En région Grand Est, les DDoS « sont permanents », confie Raphaël Régnier, directeur du numérique de la région, devant une assemblée de membres du secteur de l’éducation, au salon de l’innovation éducative EducaTech. Près de 1,3 million d’incidents cyber sont comptabilisés au sein de la collectivité, dont 800 nécessitent une qualification plus étendue. « C’est une croissance forte », poursuit-il, alors qu’un SOC (Security Operations Center) a été mis en place pour bloquer les attaques et près de 95 % des mails envoyés aux membres de la région Grand Est. « Les cyberattaquants cherchent à déstabiliser les entités et à nuire aux missions de service public », précise Marion Lehmans, coordinatrice sectorielle enseignement et recherche à l’Anssi (Agence nationale de la sécurité des systèmes d’information). Ces « petits » attaquants ont une capacité de nuisance très importante, que ce soit pour les utilisateurs, les élèves ou le personnel académique. « Ces profils ont très peu de moyens et ne sont pas très organisés », explique Marion Lehmans. « Pour autant, ils savent exploiter des données peu protégées par les utilisateurs. » 

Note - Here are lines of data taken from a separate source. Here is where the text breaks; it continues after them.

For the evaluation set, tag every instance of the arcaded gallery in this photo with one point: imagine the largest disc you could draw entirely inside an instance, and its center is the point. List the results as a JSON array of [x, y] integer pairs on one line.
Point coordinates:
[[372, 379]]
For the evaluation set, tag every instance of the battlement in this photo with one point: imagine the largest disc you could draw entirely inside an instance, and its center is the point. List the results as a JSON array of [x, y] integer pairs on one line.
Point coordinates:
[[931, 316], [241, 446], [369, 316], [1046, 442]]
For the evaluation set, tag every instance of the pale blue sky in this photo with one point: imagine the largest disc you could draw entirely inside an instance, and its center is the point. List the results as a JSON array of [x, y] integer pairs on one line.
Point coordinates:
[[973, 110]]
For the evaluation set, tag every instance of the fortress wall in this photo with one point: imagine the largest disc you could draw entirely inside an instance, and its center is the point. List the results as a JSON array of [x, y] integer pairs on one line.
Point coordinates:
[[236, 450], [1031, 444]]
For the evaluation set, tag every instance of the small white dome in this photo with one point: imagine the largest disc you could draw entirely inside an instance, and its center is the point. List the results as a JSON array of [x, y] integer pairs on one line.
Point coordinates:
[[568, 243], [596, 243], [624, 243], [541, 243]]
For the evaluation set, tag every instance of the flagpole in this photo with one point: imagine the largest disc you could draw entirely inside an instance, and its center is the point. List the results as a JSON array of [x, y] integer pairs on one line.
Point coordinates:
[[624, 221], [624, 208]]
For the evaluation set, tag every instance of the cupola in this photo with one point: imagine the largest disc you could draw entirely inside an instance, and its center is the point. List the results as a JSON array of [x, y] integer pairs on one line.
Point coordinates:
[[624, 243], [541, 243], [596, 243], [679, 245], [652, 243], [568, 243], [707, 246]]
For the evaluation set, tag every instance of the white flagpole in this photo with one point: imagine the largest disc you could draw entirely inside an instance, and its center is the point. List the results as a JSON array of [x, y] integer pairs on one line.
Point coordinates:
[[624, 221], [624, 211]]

Un déséquilibre entre les collectivités 

Plusieurs réglementations, tant européennes que françaises, visent à diffuser des standards auprès d’entités souvent prioritaires sur le plan du risque. « Je salue la régulation décomplexée, qui doit permettre à l’ensemble des acteurs de prendre ces sujets en main », lance Raphaël Régnier de la région Grand Est. « Il y a une responsabilité forte de clarifier les règles du vivre-ensemble numérique pour atteindre cet objectif », poursuit-il. L’Éducation nationale avance également sur ce sujet, notamment grâce à l’interface utilisée entre les élèves et les professeurs dans les collèges et lycées : Pronote. L’hébergement de cette plateforme a été labellisé SecNumCloud, la plus haute certification délivrée dans le secteur du cloud en France. 

 

Mais cette vague de régulation signifie-t-elle que les collectivités sont suffisamment armées techniquement pour faire face à ces enjeux de cybersécurité ? « Toutes les collectivités ne sont pas en capacité de faire une homologation », constate Raphaël Régnier, DSN de la région Grand Est. « Certaines régions ne sont pas encore raccordées à EduConnect », ajoute Nicolas Eslous du ministère de l’Éducation nationale. Cette plateforme, mise en place par l’État, centralise la vie scolaire des élèves, des démarches administratives à la gestion quotidienne. « Il faut se parler et se coordonner », insiste-t-il, alors qu’un grand plan de décentralisation a été lancé en 2022, avec un cadre technique à destination des collectivités locales. 

 

Les ENT (espaces numériques de travail) sont des écosystèmes regroupant divers acteurs, qui bénéficient de communs numériques variés. « Dans ces écosystèmes, la responsabilité repose sur plusieurs acteurs », souligne Raphaël Régnier. En effet, l’homologation d’un ENT ne dépend pas uniquement de l’homologation d’une collectivité. Il en résulte une interdépendance entre les acteurs. « Le maillon faible fait peser un risque sur l’ensemble du groupe. Nous sommes collectivement responsables de cette montée en puissance », insiste le DSN du Grand Est, avant d’ajouter : « Ce qui est difficile, c’est d’obtenir de la transparence sur le niveau d’homologation de tous les acteurs. » Ainsi, un risque persiste pour les ENT en raison des disparités dans l’avancement des régions ou des départements en matière de sécurité. 

 

« On réfléchit à des règles communes d’urgence à mettre en place. C’est de la concertation », indique Nicolas Eslous, qui revient sur la crise des alertes à la bombe ayant secoué l’institution en début d’année 2024. « Cette concertation n’est pas simple à organiser lorsque des centaines d’établissements sont ciblés chaque jour. » Mais le FSSI du ministère de l’Éducation nationale se félicite de la réponse collective mise en œuvre durant cette période, où l’urgence était de renforcer l’arsenal cyber tout en assurant le bon déroulement des examens de fin d’année. Une réussite, selon lui.